In the recent past, many people have pleaded for the city to curb growth and preserve the Boulder that has effectively maintained the same population for 20 years. Many others have said that the city, which now accommodates about 60,000 in-commuters every day, can adapt to changing demographics without having to compromise its small-city charm.
The Planning Board, which first reviewed Rêve on June 5, and which took no formal action in any one direction at Thursday’s meeting, was generally supportive of the project and gave no indication that an ultimate approval is in any peril.
“When we talk about density and height and new projects,” chairman Aaron Brockett said Thursday, “I think what we need as a city to see in them is amenities that benefit the community and make them appealing and a positive change for the city as a whole. What you’ve put together, with the promenade along the ditch and the plaza and the cafes and the patios and the courtyards open to the public, I think that gets us to the kind of public experience that makes a big project like this a net benefit to the city.”
The board has also made clear, however, a distaste for any proposed development that appears to stray too far from the city’s identity. To that end, several members raised concerns Thursday that Rêve’s current proposal, in which all buildings range between 45 and 55 feet tall, would appear unnatural.
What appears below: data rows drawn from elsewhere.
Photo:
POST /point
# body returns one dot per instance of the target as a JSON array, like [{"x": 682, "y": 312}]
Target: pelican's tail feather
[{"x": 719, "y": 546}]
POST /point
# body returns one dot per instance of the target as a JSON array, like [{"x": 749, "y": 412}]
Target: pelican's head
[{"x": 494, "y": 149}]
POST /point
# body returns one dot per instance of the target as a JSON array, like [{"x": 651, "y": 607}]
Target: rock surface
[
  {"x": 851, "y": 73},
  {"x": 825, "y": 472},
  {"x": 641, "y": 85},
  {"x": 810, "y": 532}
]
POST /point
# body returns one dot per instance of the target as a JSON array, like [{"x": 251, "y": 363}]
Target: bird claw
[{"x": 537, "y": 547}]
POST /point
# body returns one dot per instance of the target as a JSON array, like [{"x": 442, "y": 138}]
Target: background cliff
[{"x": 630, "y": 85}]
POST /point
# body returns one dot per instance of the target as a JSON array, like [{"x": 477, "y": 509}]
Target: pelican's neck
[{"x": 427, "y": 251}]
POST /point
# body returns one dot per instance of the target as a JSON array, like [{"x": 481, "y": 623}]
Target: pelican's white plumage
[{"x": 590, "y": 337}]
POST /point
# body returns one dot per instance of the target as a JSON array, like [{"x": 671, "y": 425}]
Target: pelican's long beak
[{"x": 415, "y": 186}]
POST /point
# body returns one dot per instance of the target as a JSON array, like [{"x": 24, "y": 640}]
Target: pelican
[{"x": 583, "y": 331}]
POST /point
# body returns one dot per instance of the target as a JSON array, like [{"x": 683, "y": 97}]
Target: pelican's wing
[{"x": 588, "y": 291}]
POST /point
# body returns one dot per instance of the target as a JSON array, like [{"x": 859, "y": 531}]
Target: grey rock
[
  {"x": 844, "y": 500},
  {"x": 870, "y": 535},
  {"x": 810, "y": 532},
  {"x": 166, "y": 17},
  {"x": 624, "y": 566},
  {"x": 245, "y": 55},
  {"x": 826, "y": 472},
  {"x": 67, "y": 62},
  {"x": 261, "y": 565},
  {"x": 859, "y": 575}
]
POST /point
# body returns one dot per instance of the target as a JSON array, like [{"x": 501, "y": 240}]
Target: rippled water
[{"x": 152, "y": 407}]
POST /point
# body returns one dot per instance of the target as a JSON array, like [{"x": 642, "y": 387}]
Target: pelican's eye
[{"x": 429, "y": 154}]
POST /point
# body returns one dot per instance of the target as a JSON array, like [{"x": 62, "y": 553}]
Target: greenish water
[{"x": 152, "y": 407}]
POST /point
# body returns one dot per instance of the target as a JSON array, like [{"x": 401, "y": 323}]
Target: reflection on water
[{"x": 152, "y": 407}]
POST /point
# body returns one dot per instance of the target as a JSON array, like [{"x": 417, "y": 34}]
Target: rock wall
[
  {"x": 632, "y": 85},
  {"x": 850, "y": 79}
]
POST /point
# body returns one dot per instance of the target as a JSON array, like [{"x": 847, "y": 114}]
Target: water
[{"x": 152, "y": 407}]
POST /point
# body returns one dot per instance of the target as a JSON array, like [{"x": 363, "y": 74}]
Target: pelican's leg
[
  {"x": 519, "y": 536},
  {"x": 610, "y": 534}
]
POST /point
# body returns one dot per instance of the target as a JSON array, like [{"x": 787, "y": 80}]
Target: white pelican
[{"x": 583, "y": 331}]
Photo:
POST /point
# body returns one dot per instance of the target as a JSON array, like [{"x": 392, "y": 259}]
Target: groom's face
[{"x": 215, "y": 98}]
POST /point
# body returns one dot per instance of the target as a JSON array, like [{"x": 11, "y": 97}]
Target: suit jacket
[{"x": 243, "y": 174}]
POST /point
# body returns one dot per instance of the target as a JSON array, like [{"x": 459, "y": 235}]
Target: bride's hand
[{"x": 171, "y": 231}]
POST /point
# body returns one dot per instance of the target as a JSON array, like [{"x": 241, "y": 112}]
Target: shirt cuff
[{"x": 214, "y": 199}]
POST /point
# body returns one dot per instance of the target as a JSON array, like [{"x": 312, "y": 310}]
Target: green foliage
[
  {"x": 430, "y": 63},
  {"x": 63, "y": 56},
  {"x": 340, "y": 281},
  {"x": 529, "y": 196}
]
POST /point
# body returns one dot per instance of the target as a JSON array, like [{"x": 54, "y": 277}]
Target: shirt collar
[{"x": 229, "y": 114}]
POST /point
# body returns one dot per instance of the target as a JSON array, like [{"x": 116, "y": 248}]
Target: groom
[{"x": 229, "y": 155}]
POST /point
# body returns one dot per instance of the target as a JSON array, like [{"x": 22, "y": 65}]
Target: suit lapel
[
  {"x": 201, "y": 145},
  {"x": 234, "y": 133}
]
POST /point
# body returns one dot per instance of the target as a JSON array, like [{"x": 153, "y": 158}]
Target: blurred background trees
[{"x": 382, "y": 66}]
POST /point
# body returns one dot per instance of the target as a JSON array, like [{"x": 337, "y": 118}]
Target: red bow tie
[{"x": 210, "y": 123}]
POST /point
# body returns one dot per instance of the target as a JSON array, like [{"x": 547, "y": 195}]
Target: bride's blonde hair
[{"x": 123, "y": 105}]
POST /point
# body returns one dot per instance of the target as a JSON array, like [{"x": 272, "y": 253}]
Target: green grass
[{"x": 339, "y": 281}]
“It’s an essential part of Boulder’s character that we’re altering with this preponderance of buildings we’re putting up, that have this uniformity,” board member Leonard May said. “I think the problem with this is the lack of variations. We’re into that monolithic paradigm.”
Board member Liz Payton said the taller buildings “look so foreign to Boulder,” and her colleague John Gerstle said he was “quite concerned” with the issue of height.
Rêve’s representatives, including Powell and Tennessee-based project manager Shane White, now have the opportunity to rejigger their application for a site review, which has not yet been scheduled. If Thursday’s meeting was any indication, the proposal doesn’t need too much tweaking, though several issues, including those around building height, leave a few holes to be plugged.
One of them centers around the Boulder and Left Hand Ditch that would run through the development, and which planners anticipate would be an integral part of Rêve, both physically and in tenor. On Thursday, artist renderings of a thriving waterway flashed on boardroom televisions as Powell described it as “a real amenity, and a real treasure” and, on one occasion, evoked the words “urban waterfront plaza.”
Of course, that ditch is not a river. It’s a far cry from a creek. In fact, the majority of the year, it has no water in it. Several board members questioned whether it would actually pose a safety hazard to place such a concavity through the heart of a development that would presumably draw heavy foot traffic, and lots of children susceptible to injuries.
Additionally, the Rêve team was asked to re-evaluate the “family-friendliness” of the project’s amenities, including a possible redesign of certain housing units to allow for more individual access and privacy.